1\. Sounds nice in the short term, but in the long term you will no longer
have income to pay your required bills, nothing for saving or investing with
no guarantee that your degree will yield you the job you want in the end or
that it will even be useful to you when you graduate as you may want to do
something else a year from now.

Normally, people that have been their own boss don't do so well going
backwards and working for someone else, especially if they were very
successful at it. Yes, you might do OK for a little bit but eventually things
will change as the working for others mentality is no longer a part of the
type of person you are anymore. Normally this starts out with you thinking of
little ideas or new products you could be working on, you start to see the big
picture of what your current company is doing and how you could solve the
problem better if you could do it yourself or build your own company and team
to accomplish it. It starts small and that fire grows within you again. You
normally don't see CEOs or other executives revert back to the regular
employee roles because it is almost impossible for it to happen and if it does
your normally miserable until your back in a role of leadership, innovation
and risk taking.

Eventually the primal entrepreneurship spirit kicks in, and eventually you
will git bored of the regular day job as you will want to lead things your way
or with partners that have the same vision and are on the same path as you for
the short and long term.

2\. Long term it is always best to keep money coming in so you can invest it
now so it will give you a nice return down the road. Depending on how much you
invest and your employer contributes you could have an extra $30,000 or more
for money down the road along with decreasing the total amount you are taxed
for the year. Over time this adds up ($30,000+/year for 10 years = $300,000+)
as soon as you stop contributing to your future investments, the growth of
that number slows down. Sometimes you have do some of what you don't want to
do for a little while so you can do what you want to do.
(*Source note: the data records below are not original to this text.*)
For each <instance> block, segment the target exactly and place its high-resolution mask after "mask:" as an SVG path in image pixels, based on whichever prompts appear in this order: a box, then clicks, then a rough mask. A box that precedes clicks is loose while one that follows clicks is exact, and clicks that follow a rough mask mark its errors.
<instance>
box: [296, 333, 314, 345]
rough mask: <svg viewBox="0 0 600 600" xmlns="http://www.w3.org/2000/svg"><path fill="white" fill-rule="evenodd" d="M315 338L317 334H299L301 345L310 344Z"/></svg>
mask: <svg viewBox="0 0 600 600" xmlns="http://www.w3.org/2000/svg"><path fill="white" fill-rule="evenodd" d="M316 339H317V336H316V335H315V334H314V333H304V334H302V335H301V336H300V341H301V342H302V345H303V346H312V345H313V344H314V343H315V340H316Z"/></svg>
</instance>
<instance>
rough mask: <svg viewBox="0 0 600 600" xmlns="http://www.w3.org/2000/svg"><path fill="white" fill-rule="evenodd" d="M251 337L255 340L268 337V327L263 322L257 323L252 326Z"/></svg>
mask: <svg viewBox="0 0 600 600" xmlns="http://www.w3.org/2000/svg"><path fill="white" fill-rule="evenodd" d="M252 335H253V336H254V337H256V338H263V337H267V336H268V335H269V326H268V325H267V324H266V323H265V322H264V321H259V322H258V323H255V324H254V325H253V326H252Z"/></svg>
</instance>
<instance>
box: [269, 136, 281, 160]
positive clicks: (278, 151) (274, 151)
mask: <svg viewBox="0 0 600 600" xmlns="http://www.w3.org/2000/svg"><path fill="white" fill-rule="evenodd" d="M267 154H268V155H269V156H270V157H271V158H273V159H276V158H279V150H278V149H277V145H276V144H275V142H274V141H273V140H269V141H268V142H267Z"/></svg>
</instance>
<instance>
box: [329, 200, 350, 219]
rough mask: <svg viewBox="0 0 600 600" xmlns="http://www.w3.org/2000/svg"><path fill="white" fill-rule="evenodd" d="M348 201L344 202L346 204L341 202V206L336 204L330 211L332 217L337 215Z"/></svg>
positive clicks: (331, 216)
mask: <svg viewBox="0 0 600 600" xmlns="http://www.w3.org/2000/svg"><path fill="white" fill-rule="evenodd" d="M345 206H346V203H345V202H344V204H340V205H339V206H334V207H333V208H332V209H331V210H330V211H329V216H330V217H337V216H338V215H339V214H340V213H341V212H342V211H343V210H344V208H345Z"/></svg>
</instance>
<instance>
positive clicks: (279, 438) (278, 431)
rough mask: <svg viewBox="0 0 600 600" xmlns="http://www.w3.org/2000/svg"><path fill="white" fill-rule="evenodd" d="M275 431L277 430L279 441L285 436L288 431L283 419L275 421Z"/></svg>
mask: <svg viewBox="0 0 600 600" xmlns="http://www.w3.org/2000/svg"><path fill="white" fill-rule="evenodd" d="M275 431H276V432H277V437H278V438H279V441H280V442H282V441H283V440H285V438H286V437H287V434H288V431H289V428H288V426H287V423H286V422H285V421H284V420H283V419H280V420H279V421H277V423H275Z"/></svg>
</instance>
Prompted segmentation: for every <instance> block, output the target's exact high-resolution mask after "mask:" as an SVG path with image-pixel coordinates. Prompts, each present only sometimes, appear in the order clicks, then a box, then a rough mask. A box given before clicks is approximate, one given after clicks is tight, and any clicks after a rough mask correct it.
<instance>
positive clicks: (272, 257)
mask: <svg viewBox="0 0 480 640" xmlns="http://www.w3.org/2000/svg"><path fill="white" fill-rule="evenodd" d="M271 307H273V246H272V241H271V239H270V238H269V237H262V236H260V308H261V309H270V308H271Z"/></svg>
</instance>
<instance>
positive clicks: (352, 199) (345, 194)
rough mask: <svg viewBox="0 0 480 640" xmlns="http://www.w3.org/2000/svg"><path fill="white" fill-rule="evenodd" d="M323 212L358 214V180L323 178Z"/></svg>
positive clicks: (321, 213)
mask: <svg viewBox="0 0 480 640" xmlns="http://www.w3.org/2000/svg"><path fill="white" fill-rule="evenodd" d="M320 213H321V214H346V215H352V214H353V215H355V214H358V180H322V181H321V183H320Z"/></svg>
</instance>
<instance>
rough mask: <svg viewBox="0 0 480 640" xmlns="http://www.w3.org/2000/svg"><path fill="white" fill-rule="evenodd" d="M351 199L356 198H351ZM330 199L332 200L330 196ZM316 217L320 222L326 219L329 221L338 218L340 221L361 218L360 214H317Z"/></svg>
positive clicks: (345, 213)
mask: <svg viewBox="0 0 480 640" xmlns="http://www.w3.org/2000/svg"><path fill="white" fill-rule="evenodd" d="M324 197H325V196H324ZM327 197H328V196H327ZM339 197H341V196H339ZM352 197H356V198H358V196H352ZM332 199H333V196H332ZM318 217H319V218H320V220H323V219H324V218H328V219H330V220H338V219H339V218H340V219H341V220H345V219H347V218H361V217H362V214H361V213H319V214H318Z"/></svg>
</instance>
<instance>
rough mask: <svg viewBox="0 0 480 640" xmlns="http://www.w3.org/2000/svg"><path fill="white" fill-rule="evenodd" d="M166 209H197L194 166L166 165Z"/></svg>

3\. I would recommend going part time to school, working with your employer to
see if they can possibly do tuition reimbursement, along with continuing to
work on your side projects to help you find out what you have a higher
interest in (or find another employer that offers what you want). Once you
find something that interests you heavily and that you have experience in
(your side projects count as experience) then apply for a job more in line
with what you really want to do or start a company doing what you really want
to do.

4\. Since you have already owned and operated a business you know that
starting another business will give you more freedom than you will ever have
working for someone else. If you really want to have options you know you will
need to start a business again and make it successful like your previous
business. Though this time I would recommend making it more long term so it
can feed you and fuel your projects, allow you to shape the full direction of
the company, increase the income you receive the way you want, and allow you
to be in control of your free time.

Yes, starting your company is normally the harder route but you have done it
before and can do it again because you have experience doing it. In doing so
you will have more time for your projects and can even use that time to insure
they are bringing you money and growing your ideas. In the long term this is
normally always better for you instead of working on on your employer's
projects the bulk of your time while seeing very little financial profit from
the large amount of time you put in vs what they see.

Also note you are only making money when you are on the clock, when you own a
business you can make money in your sleep, have others making money for you,
along with dramatically increasing your free time to your like while still
making money. Your free time will become more valuable to you as you age,
start a family, buy a home, etc. If you want more free time you will have to
be in a position where you control the bulk of your time.